Resolutions 2165 (2014) and 2139 (2014) “not to impede or hinder” assistance were yet to be fully realized, she said, adding:  “We do not possess the access necessary to reach the hungry.”  The physical and logistical challenges of reaching those in need often paled in comparison to the numerous checkpoints through which WFP must pass, the presence of security forces in warehouses, administrative procedures and lengthy bilateral negotiations to have “facilitation letters” signed by Government and security officials, not to mention the presence of ISIL.
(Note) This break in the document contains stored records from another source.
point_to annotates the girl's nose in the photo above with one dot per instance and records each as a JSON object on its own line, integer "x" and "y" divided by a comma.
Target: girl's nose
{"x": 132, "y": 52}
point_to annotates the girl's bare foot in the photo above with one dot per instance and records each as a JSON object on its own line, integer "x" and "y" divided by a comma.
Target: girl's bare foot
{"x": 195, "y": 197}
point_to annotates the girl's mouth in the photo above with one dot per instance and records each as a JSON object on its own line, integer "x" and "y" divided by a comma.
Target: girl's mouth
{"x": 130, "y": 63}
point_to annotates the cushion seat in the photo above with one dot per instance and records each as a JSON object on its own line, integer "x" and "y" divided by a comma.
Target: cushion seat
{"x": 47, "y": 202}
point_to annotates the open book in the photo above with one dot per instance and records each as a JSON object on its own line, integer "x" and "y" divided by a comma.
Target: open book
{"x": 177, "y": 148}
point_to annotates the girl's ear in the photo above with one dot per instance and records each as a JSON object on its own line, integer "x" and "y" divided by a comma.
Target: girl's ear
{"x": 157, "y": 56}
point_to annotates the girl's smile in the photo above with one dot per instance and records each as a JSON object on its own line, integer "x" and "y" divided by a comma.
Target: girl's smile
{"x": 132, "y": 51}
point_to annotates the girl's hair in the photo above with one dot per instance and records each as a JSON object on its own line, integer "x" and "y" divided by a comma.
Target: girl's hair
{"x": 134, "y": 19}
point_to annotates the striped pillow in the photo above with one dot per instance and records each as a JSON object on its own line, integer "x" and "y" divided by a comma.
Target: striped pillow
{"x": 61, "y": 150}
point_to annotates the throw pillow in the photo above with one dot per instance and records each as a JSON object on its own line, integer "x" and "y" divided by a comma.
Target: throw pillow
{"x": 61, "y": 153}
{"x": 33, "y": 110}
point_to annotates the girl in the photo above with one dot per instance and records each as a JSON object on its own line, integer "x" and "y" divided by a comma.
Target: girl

She went on to underline that access must not be arbitrary nor require unreasonable approvals, pledging that WFP would continue to exhaust every means at its disposal to reach anyone in need, alongside efforts by United Nations country teams and 40 non-governmental partners.  “We need the support and action of every Council member and every Member State,” she emphasized.  Preventing a humanitarian crisis required unimpeded and sustained access in order to facilitate immediate relief, humanitarian pauses and unconditional ceasefires, thereby allowing the delivery of food and other urgent assistance to civilians.

The meeting began at 10:08 a.m. and ended at 10:40 a.m.

For information media. Not an official record.